Pour mieux comprendre le phénomène, il est nécessaire de raisonner en strates non hiérarchisées car elles se cumulent :

o   Une abondance de créations numériques et la possibilité de copier-coller

o   Une création numérique, pas toujours originale,

o   Un certificat ou jeton qui authentifie le fichier,

o   Une plateforme d’échange pour faire savoir que vous possédez un NFT,

o   Des laboratoires qui spéculent sur leurs développements et leurs figurines,

o   Une communauté qui s’enthousiasme pour la nouveauté,

o   Des crypto monnaies sécurisées dans vos portefeuilles numérisés ou « wallet » sans qui rien ne se fait.

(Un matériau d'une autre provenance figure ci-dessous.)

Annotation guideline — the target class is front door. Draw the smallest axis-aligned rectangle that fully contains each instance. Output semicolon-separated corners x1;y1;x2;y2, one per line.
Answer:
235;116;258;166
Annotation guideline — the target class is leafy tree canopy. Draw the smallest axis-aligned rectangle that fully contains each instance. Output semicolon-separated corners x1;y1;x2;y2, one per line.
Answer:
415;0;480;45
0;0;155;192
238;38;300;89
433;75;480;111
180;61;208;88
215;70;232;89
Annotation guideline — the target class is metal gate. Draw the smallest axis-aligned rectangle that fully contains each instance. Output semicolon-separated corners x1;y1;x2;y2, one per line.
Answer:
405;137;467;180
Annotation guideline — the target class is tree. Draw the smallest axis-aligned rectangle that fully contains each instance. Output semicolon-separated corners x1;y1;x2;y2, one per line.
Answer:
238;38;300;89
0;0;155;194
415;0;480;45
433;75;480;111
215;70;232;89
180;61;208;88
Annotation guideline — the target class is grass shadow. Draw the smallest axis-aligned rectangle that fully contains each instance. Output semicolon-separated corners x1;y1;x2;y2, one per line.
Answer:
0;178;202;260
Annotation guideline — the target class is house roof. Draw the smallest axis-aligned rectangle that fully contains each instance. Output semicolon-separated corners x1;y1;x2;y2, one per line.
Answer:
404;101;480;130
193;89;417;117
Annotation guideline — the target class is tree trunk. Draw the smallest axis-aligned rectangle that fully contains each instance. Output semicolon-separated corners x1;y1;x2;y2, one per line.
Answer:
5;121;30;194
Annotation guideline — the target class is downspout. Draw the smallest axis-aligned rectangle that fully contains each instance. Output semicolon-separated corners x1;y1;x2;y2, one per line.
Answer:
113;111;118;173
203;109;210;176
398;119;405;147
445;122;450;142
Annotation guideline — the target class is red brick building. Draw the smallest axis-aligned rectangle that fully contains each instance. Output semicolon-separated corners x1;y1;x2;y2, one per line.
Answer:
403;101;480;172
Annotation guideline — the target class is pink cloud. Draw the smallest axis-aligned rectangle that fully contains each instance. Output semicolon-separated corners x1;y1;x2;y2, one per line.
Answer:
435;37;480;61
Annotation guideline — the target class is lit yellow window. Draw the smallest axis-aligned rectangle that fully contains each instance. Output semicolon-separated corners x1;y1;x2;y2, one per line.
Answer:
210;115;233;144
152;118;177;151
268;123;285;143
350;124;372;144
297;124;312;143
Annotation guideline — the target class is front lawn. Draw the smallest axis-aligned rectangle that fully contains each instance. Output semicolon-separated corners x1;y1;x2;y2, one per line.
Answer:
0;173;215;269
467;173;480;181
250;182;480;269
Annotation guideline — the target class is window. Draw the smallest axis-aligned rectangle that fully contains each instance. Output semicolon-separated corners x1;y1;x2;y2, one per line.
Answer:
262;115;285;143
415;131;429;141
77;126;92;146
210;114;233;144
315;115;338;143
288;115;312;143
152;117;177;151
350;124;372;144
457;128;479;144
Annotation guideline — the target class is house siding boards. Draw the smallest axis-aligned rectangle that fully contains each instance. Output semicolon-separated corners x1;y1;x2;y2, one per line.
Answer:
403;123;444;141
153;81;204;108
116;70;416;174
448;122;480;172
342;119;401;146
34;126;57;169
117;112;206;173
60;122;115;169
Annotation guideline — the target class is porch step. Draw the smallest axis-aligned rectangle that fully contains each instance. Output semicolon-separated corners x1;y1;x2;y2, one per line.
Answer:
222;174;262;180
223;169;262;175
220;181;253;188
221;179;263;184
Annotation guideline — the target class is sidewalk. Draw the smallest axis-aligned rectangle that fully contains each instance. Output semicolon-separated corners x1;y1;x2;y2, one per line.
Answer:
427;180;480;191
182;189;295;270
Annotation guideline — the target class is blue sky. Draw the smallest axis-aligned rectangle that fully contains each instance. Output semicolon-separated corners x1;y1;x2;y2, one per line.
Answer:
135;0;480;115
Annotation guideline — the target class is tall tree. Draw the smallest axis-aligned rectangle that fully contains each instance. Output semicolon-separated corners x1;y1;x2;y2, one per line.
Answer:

o   Une envie furieuse de revenir aux origines du web avec sa version 3.0 décentralisée sans tiers de confiance malgré tout et encore moins un GAFAM.

 

On ne s’étonnera plus alors de l’emballement que forment cet ensemble un peu disparate et qui selon l’angle avec lequel vous décidez de le regarder insiste sur le caractère spéculatif, technique, culturel, artistique ou tout à la fois.